Immanquablement, il revient bredouille, l’air complétement insatisfait. Cela ne l’empêche pas de fouiller nos détritus et de ramasser les graines qu’il avait délaissées lors de la dégustation.
Me vient alors une pensée ; considérant l’intelligence dont fait preuve ce fascinant peuple de la forêt. Peut-être, à la suite de l’expérience malheureuse de la veille, et ne souhaitant pas qu’elle se renouvelle, ont-ils évité de mettre à notre disposition une grande quantité de ces fruits. Ce raisonnement me parait alors tout à fait crédible et je suis persuadé que c’est bien cette baie qui a incommodé Télémaque. Peut-être en aurons-nous confirmation lors des prochains repas.
Toujours est-il que du fait de la procédure mise en œuvre par Télémaque, nous finissons notre repas bien après les kalins. Ceux-ci ont déjà pris leurs quartiers nocturnes et ne voulant pas les perturber, nous nous couchons et ne tardons pas à trouver le sommeil.
La nuit s’écoule sans incident et dès le lever du soleil nous nous remettons en route.
Progressivement, alors que nous avons dû parcourir une dizaine de kilomètres, les sifflements du chef deviennent plus aigus et plus courts et la tension monte dans la meute. Au lointain se font entendre les rires hideux que nous avons subis lors de l’enlèvement de la veille. Mais contrairement à sa stratégie antérieure, le meneur décide d’accélérer le pas et la troupe augmente sensiblement son allure.
Un nouveau point télépathique avec Klibs marque la fin de matinée, mais celui-ci n’est pas plus riche d’informations que le précédent.

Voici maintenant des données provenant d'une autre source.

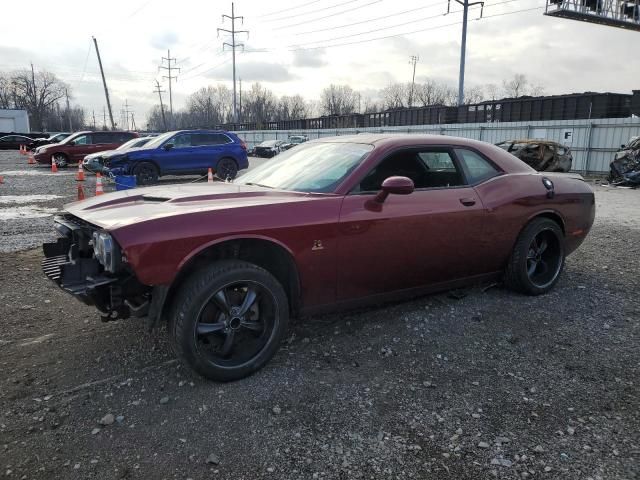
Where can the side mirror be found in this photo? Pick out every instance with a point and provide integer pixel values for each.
(396, 186)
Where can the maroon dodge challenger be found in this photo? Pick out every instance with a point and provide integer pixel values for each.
(331, 224)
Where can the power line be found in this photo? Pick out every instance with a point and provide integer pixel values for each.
(384, 17)
(395, 35)
(288, 9)
(233, 46)
(330, 15)
(287, 17)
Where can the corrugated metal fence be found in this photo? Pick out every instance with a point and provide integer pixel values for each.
(593, 142)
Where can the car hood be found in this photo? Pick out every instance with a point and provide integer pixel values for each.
(103, 154)
(119, 209)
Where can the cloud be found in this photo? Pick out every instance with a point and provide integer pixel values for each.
(253, 72)
(309, 58)
(164, 39)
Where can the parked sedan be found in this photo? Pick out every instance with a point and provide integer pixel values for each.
(99, 162)
(332, 224)
(268, 148)
(56, 138)
(13, 142)
(185, 152)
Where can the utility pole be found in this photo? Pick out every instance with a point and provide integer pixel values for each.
(160, 92)
(463, 47)
(413, 59)
(170, 77)
(233, 46)
(104, 83)
(125, 113)
(66, 94)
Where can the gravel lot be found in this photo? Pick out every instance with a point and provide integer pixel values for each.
(490, 385)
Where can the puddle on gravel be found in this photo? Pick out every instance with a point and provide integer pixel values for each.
(20, 173)
(27, 198)
(26, 212)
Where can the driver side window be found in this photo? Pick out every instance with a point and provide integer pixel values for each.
(426, 168)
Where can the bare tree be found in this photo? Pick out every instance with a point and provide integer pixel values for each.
(36, 93)
(338, 100)
(395, 95)
(292, 108)
(259, 104)
(516, 87)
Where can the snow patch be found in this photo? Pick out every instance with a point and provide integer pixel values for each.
(25, 212)
(27, 198)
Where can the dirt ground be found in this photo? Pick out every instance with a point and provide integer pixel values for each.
(490, 385)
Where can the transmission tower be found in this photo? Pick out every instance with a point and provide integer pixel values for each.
(233, 46)
(169, 68)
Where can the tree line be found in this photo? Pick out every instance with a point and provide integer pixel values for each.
(213, 105)
(43, 95)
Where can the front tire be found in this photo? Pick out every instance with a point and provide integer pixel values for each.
(537, 259)
(61, 160)
(227, 168)
(229, 319)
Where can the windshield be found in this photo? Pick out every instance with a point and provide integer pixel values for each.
(312, 167)
(159, 140)
(134, 142)
(71, 138)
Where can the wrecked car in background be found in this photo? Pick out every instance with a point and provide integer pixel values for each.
(542, 155)
(624, 170)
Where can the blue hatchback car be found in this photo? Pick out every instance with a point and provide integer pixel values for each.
(185, 152)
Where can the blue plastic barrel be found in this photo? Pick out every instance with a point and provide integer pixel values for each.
(125, 182)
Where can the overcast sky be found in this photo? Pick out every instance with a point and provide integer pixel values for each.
(301, 46)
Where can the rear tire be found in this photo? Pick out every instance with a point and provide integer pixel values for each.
(146, 173)
(537, 259)
(229, 319)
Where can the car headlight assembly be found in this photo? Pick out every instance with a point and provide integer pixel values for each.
(106, 251)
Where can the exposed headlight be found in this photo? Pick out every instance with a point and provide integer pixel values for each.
(106, 251)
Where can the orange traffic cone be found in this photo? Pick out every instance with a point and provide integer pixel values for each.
(80, 174)
(99, 190)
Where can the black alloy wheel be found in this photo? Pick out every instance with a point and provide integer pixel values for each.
(229, 320)
(537, 258)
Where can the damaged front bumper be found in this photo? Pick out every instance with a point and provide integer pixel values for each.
(70, 263)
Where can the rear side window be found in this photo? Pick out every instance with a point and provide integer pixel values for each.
(203, 139)
(476, 168)
(103, 138)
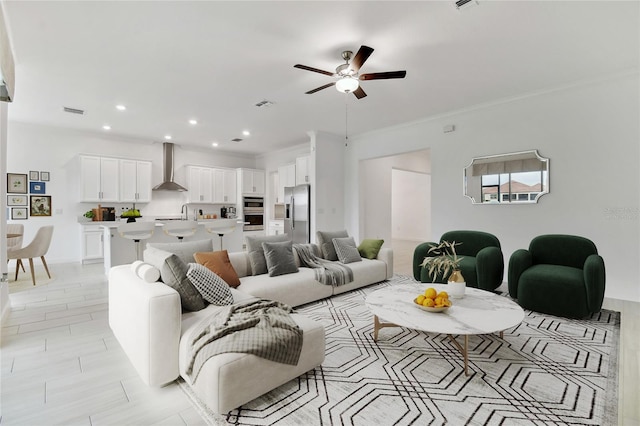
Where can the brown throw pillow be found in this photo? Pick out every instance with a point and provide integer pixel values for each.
(218, 262)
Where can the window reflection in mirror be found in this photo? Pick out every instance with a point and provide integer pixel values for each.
(521, 177)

A peine ai-je interrompu la liaison que l’excitation du groupe monte encore d’un cran, les temrihuts pointant les mains vers le nord. Dans un premier temps, je ne distingue rien de particulier dans la futaie rouge, mais d’un coup, j’aperçois une première trouée, puis une autre plus conséquente, puis d’autres. Mon cœur s’emballe et je ne peux m’empêcher de crier à Télémaque :
- Ça y est nous arrivons en lisière de forêt ! Nous y sommes, nous sommes sauvés !
Mais peut-être, me suis-je réjoui trop tôt.